Of course, this is a metaphor, but for me it is a good way for me to examine, where, how and why I feel stuck or blocked or limited. Instead of simply trying to plow through these seeming solid obstacles, I decided to pause to see what I might learn from them. You see, I've discovered over the years that if a lesson or pattern keeps repeating, it means there's something important I need to learn. The walls of "no" were, in essence, a reflection of something happening within me.
As I got clear about this, I felt a sense of excitement bubbling up.
Now I had something to work with.
Changing things on the outside doesn't really stop repeating patterns or lessons from showing up. No matter how many actions I took in my daily life, they would not, in themselves, have the power to dissolve the limitations I kept bumping into.
In order for true lasting change to happen on the outside, it has to begin first on the inside.
The walls of "no" were sourcing from a deep, primal place, held in place by the scaffolding of false beliefs, fears and scripts that had been put there in reaction to trauma, heartbreak, shock and so on. Initially, they'd been put there to keep me safe. Over time, they'd become a prison.
My inner work was to let the vulnerable part of me know that I no longer needed these walls of protection. That I had found other, more expansive ways to keep myself safe. That it was okay to venture into the unknown territory that lay beyond the walls. That I truly wanted access to all of those experiences that had been previously deemed unsafe.
Dissolving the walls that had kept me safe and protected is a big step, but at this point, staying put is no longer serving me. The longing to grow and expand, and yes, take risks, is greater than my need to feel safe. It doesn't mean I need to throw caution to the wind and go to the other extreme and act recklessly. It means expanding the edges of my world a little bit at a time until the bigger world feels normal.
That I could do.
It's funny. You would think with all the nomadic travel and working without a guaranteed paycheck, I'd be an expert at navigating the landscape of the unknown. I thought so too. However, each of us has a growing edge, a place that feels terrifying and daunting, a place that we have place some walls. I just happened to have recently bumped into some of mine.
Playing a bigger game in a bigger field can be highly intimidating, which is why many of us keep ourselves walled into a small space. We have defined ourselves by those parameters for so long that they feel like a warm and cozy pair of pajamas.

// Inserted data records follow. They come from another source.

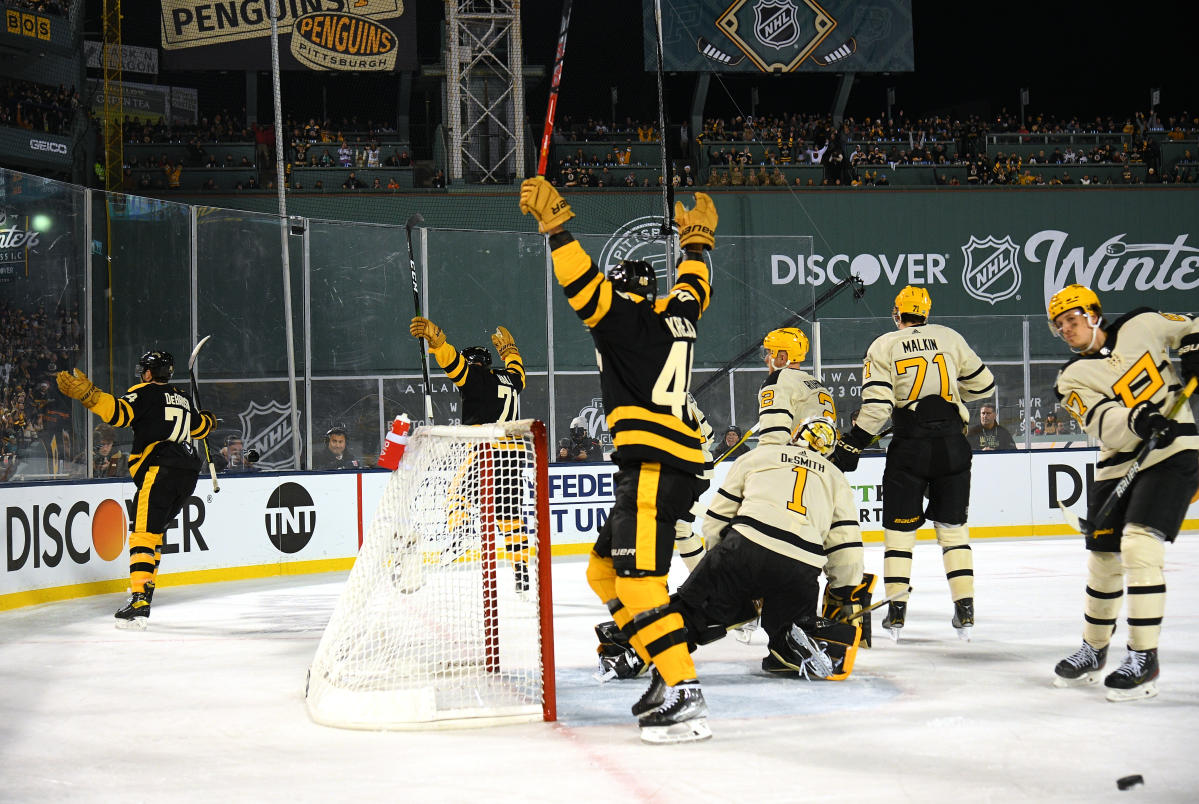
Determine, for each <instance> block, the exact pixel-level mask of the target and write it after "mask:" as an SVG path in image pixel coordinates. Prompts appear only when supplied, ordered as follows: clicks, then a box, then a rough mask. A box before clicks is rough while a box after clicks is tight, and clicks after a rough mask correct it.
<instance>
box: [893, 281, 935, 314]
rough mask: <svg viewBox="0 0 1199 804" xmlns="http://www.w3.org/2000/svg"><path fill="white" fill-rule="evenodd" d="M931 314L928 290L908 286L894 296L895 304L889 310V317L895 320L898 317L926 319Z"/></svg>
mask: <svg viewBox="0 0 1199 804" xmlns="http://www.w3.org/2000/svg"><path fill="white" fill-rule="evenodd" d="M932 312H933V297H932V296H929V295H928V290H926V289H924V288H920V286H917V285H908V286H906V288H904V289H903V290H900V291H899V295H898V296H896V304H894V308H892V310H891V315H892V318H894V319H896V320H898V319H899V316H900V315H916V316H918V318H922V319H927V318H928V314H929V313H932Z"/></svg>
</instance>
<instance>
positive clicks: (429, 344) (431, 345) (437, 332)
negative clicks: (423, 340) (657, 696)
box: [408, 315, 446, 351]
mask: <svg viewBox="0 0 1199 804" xmlns="http://www.w3.org/2000/svg"><path fill="white" fill-rule="evenodd" d="M408 331H409V332H411V333H412V337H414V338H424V339H426V340H427V341H428V343H429V351H433V350H434V349H436V347H438V346H440V345H441V344H444V343H445V341H446V333H445V332H442V331H441V327H439V326H438V325H435V324H433V321H429V320H428V319H423V318H421V316H420V315H417V316H416V318H414V319H412V322H411V324H410V325H409V327H408Z"/></svg>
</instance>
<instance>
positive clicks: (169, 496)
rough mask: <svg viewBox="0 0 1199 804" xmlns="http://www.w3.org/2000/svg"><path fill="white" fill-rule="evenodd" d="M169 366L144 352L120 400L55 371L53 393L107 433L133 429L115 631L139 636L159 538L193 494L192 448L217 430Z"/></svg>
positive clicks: (159, 559) (90, 384)
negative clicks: (120, 589)
mask: <svg viewBox="0 0 1199 804" xmlns="http://www.w3.org/2000/svg"><path fill="white" fill-rule="evenodd" d="M174 373H175V359H174V358H173V357H171V356H170V353H169V352H163V351H152V352H146V353H145V355H143V356H141V359H139V361H138V383H137V385H134V386H133V387H132V388H129V389H128V391H127V392H125V394H123V395H121V397H114V395H113V394H110V393H107V392H104V391H101V389H100V388H97V387H96V386H95V383H92V381H91V380H89V379H88V375H86V374H84V373H83V371H80V370H79V369H74V371H72V373H67V371H59V373H58V383H59V391H61V392H62V393H64V394H66V395H67V397H71V398H72V399H78V400H79V401H80V403H83V405H84V407H86V409H88V410H90V411H91V412H94V413H96V415H97V416H98V417H100V418H101V419H103V421H104V422H107V423H108V424H112V425H113V427H128V428H133V447H132V448H131V452H129V474H131V476H132V477H133V482H134V484H137V486H138V490H137V494H134V496H133V510H134V512H137V513H135V515H134V518H133V522H132V532H131V533H129V592H131V597H129V600H128V603H127V604H126V605H125V606H123V607H122V609H120V610H119V611H118V612H116V615H115V616H116V621H118V622H116V627H118V628H139V629H145V627H146V623H147V621H149V617H150V603H151V600H152V599H153V590H155V580H156V579H157V576H158V564H159V563H161V561H162V537H163V533H164V532H165V531H167V526H168V525H169V524H170V521H171V520H173V519H175V516H177V515H179V512H180V510H182V509H183V503H186V502H187V498H188V497H191V496H192V492H193V491H194V490H195V482H197V479H198V474H197V473H198V472H199V470H200V465H201V459H200V457H199V454H198V453H197V452H195V448H194V447H193V446H192V440H193V439H204V437H205V436H207V435H209V433H210V431H211V430H212V428H213V427H216V418H215V417H213V416H212V413H210V412H209V411H201V410H199V409H198V407H197V406H195V403H194V401H192V399H191V397H188V395H187V394H186V393H183V392H182V391H180V389H179V388H176V387H175V386H173V385H170V377H171V375H173V374H174Z"/></svg>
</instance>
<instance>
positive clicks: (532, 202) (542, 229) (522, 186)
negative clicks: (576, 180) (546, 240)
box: [520, 176, 574, 235]
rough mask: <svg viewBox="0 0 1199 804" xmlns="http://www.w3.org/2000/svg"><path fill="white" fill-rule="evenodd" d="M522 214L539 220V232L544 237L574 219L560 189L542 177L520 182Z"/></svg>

It is only when we tire of playing small and long to see what's on the other side of those walls that we'll be willing to open our arms to new and bigger opportunities.
Of course, healthy boundaries are good to have, but they don't have to be a fortress; they can be small fences that have gates that can easily be opened or locked, if necessary. Also, a strong connection with the intuitive wisdom of one's Inner Voice doesn't hurt. It may scare you sometimes, but it won't steer you wrong.
Living life full out requires incredible bravery and a willingness to dissolve our tendencies to settle too deeply into our comfort zones. A little nudge here and there and even a push can be just what we need to soar again.